Diabetic women who have candida-caused yeast infections can usually remedy them just about as easily as other women, provided they are properly diagnosed. (Some studies have shown that about one-third of women who diagnosed themselves thought they had a yeast infection when in fact it was something else. Always see a doctor so you can treat the right illness!) Treating a yeast infection often takes longer for diabetic women, though. Usually the 14-day medicinal therapy is necessary to get rid of it for diabetic women, as opposed to a three-day or seven-day program.
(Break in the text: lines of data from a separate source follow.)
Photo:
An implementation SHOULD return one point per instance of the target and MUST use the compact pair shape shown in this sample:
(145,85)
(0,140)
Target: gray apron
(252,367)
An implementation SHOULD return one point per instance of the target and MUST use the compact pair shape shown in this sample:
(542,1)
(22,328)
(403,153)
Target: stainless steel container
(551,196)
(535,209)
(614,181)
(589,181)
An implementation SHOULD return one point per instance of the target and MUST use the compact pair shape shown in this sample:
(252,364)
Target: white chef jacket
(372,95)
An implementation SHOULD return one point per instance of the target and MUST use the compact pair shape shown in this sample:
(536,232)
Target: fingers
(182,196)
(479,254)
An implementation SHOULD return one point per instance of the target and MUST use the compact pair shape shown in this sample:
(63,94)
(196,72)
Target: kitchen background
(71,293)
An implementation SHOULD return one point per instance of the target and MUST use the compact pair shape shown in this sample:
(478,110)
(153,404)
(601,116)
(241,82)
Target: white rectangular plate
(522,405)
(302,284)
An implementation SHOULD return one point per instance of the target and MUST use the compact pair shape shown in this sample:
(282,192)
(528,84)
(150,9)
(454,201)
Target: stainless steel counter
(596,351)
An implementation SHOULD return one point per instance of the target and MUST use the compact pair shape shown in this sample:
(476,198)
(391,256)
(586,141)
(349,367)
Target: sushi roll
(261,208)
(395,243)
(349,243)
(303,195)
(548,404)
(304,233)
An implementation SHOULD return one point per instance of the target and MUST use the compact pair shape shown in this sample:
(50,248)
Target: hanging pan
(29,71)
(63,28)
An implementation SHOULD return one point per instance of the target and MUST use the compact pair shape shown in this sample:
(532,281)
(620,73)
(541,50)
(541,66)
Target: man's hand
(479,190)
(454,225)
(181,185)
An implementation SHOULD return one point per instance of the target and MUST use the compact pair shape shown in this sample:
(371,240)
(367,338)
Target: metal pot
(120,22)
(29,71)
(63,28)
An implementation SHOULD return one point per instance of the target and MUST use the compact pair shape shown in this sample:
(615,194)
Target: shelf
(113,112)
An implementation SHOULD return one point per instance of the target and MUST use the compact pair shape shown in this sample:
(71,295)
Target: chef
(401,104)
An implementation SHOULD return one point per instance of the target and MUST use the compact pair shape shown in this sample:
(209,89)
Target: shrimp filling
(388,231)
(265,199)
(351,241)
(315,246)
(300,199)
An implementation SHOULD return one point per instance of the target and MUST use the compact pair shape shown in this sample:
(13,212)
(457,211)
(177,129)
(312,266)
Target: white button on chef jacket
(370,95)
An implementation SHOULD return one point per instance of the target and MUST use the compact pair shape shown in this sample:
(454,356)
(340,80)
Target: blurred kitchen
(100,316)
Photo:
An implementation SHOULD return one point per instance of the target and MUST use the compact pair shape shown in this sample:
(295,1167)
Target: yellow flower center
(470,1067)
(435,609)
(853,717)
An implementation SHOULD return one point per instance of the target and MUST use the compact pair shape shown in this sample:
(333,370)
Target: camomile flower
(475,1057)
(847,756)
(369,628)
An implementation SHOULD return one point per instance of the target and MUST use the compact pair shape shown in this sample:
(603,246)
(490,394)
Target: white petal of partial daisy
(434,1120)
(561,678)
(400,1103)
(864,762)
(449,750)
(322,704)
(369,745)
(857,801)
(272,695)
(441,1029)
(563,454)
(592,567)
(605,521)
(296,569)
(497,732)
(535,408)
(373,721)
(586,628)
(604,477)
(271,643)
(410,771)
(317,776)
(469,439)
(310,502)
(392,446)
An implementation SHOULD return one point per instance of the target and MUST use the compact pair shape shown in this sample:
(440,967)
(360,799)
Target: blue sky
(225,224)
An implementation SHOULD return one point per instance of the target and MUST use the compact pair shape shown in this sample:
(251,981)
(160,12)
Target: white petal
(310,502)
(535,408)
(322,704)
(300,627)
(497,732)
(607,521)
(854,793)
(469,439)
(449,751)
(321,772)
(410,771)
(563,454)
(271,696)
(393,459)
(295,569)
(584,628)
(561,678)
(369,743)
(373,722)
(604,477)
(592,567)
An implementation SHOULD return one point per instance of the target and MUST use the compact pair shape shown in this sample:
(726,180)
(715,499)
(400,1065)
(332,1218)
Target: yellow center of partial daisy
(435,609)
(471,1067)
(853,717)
But it is just as treatable as for non-diabetic women, so the fact that it’s more common shouldn’t be worrisome to you.

Candida causes other conditions besides yeast infections, including many that are common to men, too. (In fact, the vaginal yeast infection is really the only “women-only” condition related to candida.) Candida is a bacteria that can grow into a full-blown fungus, and the entire body is susceptible to it.

For example, oral candidiasis, also known as oral thrush, is a fungal infection in the mouth that manifests itself with white or yellow spots. It occurs more often among diabetics. Antifungal medications, prescribed by your dentist, can take care of it. It’s important for anyone to practice good oral hygiene (brushing, flossing, etc.), but particularly for people with diabetes, since their immune systems are slightly compromised and their blood sugar levels slightly higher, thus creating an environment conducive to candida growth.

So it’s clear that people with diabetes should take extra care to avoid conditions that will lead to trouble with the candida bacteria. But how do you know if you have diabetes? The most common symptoms of type 1 diabetes (the more serious variety) are frequent urination, excessive thirst, and increased appetite. Some patients have blurred vision, fatigue, and irritability, too.

If you suspect you may have diabetes, it’s important to see a doctor right away and be tested for it. Diabetes was once deadly but is now almost always easily treatable — but it does need to be treated. Patients who monitor their blood-sugar levels and take the necessary treatments and precautions usually live normal, healthy lives. They are at greater risk for yeast infections, oral thrush and other candida-caused conditions, but even those can usually be managed.